= IMS MAXIMS =

IMS MAXIMS is a supplier of electronic health record software to the public and private sectors in UK and the Republic of Ireland.

As of December 2016, its products were in use across 180 healthcare organisations, by 30,000 users each day for 13 million patients.

It has offices in Milton Keynes, Dún Laoghaire and Romania.

In 2015 the company released an open source version of its software – openMAXIMS - which acute trusts can use without a licence fee and alter the code to tailor the system to their needs. Its open technology has increased collaboration in the development of the software which has resulted in better clinical engagement. The company is seen as a pioneer in the use of open-source software in the NHS.

The company has established a community interest company (CIC) to support the development of the open-source software it has developed. Customers Taunton and Somerset NHS Foundation Trust, Blackpool Teaching Hospitals NHS Foundation Trust, St Helens and Knowsley Teaching Hospitals NHS Trust, and private healthcare group, Ramsay Healthcare UK are members of the CIC.

In 2016, Taunton and Somerset NHS Foundation Trust, the first hospital in the UK to deploy openMAXIMS electronic health record, was named by Health Secretary Jeremy Hunt as a Global Digital Exemplar. The software will save the trust £600,000 a year by 2018.
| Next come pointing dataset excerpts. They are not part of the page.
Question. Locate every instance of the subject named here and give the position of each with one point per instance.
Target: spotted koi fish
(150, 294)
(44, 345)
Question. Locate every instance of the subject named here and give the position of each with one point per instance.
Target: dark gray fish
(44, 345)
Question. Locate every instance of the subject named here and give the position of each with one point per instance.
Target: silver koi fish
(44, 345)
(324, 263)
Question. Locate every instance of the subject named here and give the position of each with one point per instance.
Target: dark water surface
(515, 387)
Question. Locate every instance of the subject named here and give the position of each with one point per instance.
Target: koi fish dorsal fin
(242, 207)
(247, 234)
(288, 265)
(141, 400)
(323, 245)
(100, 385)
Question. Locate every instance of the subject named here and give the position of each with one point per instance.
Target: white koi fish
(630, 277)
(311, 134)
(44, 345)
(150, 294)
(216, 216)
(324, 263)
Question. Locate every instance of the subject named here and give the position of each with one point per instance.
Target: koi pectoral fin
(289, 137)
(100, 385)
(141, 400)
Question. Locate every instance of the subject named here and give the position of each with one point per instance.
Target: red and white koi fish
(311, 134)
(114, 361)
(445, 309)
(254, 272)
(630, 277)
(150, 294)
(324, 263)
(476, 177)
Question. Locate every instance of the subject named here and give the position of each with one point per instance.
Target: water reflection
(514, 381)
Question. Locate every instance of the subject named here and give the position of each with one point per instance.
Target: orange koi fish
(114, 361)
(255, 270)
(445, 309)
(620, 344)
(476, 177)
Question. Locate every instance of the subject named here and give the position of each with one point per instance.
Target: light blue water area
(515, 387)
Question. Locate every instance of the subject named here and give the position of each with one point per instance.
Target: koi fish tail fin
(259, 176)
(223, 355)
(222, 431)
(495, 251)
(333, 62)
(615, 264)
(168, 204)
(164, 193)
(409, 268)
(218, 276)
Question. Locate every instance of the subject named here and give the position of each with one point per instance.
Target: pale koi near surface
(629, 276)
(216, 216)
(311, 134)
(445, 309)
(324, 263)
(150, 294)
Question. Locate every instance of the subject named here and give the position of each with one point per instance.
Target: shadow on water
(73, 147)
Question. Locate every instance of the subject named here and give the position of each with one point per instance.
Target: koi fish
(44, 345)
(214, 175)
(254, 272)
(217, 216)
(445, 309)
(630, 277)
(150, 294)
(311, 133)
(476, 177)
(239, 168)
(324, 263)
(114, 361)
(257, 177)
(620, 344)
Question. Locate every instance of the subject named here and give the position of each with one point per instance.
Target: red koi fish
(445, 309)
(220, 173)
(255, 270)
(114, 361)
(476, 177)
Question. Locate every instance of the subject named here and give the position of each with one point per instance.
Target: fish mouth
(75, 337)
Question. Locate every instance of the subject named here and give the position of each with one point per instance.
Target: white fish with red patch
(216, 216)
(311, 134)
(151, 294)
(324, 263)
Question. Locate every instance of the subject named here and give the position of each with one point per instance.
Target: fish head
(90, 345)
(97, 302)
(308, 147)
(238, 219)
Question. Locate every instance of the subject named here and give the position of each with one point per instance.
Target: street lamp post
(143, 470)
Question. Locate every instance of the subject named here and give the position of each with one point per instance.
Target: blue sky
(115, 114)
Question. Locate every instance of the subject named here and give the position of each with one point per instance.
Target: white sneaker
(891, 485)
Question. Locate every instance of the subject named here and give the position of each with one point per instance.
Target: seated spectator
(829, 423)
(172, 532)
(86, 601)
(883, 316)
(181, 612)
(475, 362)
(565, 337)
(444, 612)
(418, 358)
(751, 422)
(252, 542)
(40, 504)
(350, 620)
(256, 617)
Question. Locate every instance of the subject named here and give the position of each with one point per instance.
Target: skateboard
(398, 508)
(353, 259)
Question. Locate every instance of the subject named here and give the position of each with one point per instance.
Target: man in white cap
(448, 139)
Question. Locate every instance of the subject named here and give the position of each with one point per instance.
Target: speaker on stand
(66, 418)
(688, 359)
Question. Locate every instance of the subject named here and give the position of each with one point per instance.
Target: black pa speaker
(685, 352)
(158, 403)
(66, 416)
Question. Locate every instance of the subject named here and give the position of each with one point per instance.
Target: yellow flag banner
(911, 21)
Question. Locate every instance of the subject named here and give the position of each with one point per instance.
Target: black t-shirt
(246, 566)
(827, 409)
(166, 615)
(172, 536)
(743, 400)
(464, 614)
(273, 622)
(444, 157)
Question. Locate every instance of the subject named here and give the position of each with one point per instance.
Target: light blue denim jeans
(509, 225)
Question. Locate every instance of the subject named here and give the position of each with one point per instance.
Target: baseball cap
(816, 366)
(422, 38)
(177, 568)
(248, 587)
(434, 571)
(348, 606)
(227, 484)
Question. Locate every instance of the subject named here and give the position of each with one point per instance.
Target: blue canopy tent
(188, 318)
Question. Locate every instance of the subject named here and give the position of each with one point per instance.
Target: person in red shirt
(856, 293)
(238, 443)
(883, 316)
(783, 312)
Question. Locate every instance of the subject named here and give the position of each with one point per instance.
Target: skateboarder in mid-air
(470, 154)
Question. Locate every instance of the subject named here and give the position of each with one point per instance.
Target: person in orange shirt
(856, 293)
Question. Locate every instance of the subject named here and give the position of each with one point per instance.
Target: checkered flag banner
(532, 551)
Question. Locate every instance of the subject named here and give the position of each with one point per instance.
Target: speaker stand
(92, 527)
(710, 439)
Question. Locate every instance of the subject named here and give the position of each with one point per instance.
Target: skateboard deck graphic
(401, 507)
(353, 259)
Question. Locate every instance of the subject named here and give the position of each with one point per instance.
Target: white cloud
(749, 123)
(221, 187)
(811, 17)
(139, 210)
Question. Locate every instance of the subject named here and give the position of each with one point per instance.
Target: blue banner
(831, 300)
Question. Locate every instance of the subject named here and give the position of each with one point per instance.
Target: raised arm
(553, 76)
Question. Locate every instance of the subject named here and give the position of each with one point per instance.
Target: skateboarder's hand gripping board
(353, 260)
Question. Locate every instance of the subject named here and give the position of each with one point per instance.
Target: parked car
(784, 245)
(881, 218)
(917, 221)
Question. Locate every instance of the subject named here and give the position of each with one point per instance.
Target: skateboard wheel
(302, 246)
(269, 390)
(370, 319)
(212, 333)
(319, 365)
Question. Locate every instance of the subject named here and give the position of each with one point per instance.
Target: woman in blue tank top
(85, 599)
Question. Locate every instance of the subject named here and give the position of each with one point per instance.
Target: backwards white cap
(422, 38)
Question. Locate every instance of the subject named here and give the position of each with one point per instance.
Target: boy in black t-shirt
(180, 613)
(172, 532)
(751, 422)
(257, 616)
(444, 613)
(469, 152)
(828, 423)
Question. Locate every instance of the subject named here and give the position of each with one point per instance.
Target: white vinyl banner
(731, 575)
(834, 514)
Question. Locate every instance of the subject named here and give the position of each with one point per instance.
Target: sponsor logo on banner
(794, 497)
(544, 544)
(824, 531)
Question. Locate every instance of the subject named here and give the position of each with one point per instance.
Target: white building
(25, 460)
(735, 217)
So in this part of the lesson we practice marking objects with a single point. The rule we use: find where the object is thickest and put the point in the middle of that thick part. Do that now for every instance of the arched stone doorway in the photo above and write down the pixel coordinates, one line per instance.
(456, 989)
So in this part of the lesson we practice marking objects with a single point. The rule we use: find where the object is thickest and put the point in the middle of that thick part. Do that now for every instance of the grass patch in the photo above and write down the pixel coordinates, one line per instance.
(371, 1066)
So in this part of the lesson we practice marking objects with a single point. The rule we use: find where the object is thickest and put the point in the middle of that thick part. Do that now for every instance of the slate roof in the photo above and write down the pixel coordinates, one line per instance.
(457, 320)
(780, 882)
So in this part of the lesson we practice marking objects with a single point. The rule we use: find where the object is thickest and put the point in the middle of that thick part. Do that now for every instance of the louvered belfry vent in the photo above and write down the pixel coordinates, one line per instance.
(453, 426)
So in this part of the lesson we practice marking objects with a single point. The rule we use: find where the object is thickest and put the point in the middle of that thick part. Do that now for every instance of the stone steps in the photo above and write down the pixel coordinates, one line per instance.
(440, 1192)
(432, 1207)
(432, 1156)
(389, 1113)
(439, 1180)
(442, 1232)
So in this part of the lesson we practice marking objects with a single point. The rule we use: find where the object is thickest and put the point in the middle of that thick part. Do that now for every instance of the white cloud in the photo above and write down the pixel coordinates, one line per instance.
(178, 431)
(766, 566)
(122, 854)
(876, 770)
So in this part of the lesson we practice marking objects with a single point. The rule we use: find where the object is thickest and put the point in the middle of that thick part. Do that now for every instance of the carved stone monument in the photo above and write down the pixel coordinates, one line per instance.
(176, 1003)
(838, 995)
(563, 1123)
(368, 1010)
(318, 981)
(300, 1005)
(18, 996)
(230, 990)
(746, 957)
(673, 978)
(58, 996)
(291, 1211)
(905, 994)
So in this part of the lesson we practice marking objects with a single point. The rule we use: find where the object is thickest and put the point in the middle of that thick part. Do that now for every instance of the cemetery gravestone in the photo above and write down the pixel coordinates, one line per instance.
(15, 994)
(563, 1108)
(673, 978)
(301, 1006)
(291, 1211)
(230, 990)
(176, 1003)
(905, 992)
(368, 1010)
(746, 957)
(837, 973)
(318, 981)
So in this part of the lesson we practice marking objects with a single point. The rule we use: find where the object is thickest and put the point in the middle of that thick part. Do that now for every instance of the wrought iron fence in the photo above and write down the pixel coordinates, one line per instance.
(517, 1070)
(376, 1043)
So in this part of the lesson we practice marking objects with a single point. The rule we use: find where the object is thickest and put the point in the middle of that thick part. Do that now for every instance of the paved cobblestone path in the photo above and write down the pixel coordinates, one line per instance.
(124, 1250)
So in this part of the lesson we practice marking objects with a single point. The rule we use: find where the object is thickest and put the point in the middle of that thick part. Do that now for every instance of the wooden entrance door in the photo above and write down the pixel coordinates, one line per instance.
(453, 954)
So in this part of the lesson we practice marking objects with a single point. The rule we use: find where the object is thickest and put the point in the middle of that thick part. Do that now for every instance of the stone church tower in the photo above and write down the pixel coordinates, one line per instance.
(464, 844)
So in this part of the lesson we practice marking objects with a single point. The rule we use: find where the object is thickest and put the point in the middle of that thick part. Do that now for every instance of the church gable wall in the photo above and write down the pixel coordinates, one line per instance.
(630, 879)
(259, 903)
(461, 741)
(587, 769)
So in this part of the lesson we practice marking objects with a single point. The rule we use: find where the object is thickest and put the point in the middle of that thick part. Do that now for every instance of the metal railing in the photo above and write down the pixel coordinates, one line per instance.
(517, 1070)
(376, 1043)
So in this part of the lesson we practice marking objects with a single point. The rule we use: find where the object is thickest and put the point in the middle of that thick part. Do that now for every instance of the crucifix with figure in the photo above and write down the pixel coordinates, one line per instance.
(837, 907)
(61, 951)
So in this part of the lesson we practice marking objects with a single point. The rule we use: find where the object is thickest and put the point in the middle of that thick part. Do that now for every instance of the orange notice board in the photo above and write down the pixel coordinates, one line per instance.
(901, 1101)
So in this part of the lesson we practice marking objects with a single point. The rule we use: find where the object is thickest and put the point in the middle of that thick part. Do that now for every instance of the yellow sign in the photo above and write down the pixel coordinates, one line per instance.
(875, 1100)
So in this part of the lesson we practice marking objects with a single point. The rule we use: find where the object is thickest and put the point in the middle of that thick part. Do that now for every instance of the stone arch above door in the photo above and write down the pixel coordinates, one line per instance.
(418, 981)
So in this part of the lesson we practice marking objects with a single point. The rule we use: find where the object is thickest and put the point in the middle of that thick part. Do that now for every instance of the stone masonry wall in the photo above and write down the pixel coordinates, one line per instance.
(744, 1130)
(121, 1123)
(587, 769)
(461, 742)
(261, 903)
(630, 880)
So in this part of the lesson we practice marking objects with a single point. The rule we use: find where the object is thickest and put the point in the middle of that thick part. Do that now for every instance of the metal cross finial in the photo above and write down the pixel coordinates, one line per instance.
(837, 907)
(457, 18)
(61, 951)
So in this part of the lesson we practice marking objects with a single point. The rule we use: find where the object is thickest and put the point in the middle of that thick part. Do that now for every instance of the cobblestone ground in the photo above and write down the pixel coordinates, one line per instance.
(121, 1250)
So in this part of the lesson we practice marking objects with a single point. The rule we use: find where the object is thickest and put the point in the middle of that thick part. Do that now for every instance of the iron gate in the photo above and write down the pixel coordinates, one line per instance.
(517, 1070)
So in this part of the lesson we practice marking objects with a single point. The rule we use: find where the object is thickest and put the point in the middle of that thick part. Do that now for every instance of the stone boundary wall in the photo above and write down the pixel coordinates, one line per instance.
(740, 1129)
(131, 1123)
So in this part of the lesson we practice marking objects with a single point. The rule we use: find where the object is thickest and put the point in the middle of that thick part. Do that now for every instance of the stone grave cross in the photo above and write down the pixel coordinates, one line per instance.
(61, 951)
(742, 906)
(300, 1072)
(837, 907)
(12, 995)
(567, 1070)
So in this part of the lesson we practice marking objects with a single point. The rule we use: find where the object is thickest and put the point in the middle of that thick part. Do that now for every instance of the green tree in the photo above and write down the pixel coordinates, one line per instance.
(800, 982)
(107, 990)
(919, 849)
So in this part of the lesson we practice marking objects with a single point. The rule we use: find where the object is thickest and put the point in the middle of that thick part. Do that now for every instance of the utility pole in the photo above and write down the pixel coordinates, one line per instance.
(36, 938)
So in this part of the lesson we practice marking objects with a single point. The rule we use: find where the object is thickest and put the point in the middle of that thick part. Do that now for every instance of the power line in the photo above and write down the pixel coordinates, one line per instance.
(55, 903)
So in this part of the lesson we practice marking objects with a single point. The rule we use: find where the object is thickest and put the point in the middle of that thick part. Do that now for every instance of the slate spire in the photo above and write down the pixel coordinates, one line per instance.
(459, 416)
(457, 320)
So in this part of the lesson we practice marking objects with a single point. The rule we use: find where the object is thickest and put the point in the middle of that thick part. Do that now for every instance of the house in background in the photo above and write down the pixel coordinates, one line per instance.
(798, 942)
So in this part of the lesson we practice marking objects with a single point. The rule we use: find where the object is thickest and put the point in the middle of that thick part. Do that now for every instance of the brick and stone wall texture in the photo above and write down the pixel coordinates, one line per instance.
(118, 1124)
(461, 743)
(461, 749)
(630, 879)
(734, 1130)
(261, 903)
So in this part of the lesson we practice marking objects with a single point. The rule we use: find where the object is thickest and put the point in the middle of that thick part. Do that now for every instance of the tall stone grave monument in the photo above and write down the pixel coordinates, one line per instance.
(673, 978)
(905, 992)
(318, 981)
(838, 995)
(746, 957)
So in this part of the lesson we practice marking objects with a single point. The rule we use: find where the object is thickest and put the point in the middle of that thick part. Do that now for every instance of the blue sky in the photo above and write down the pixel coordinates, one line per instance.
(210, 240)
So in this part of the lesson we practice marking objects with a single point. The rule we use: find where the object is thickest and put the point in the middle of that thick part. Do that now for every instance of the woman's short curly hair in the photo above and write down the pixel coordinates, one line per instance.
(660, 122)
Ramsay Health Care UK installed the MAXIMS electronic patient record in all its 35 hospital sites in 2022, the first private healthcare provider in the UK to implement a system of this scale. It is to be installed in Jersey General Hospital in 2023.

The company is a founding member of INTEROPen, an organisation that aims to accelerate, promote, and encourage the use of open source solutions within health & social care; and is part of Code4Health, an initiative supporting the best practice of digital technology in the NHS.

IMS MAXIMS services are available to purchase on the UK Government's Crown Commercial Service G Cloud 8 Framework, NHS Shared Business Services Framework and Digital Outcomes and Specialists Framework.

The company has been shortlisted for two awards - Health Investor IT Innovator of the Year 2016 and Biomnis Healthcare Innovation 2013 - and was highly commended for eHealth Insider's Healthcare IT Product Innovation Award 2015.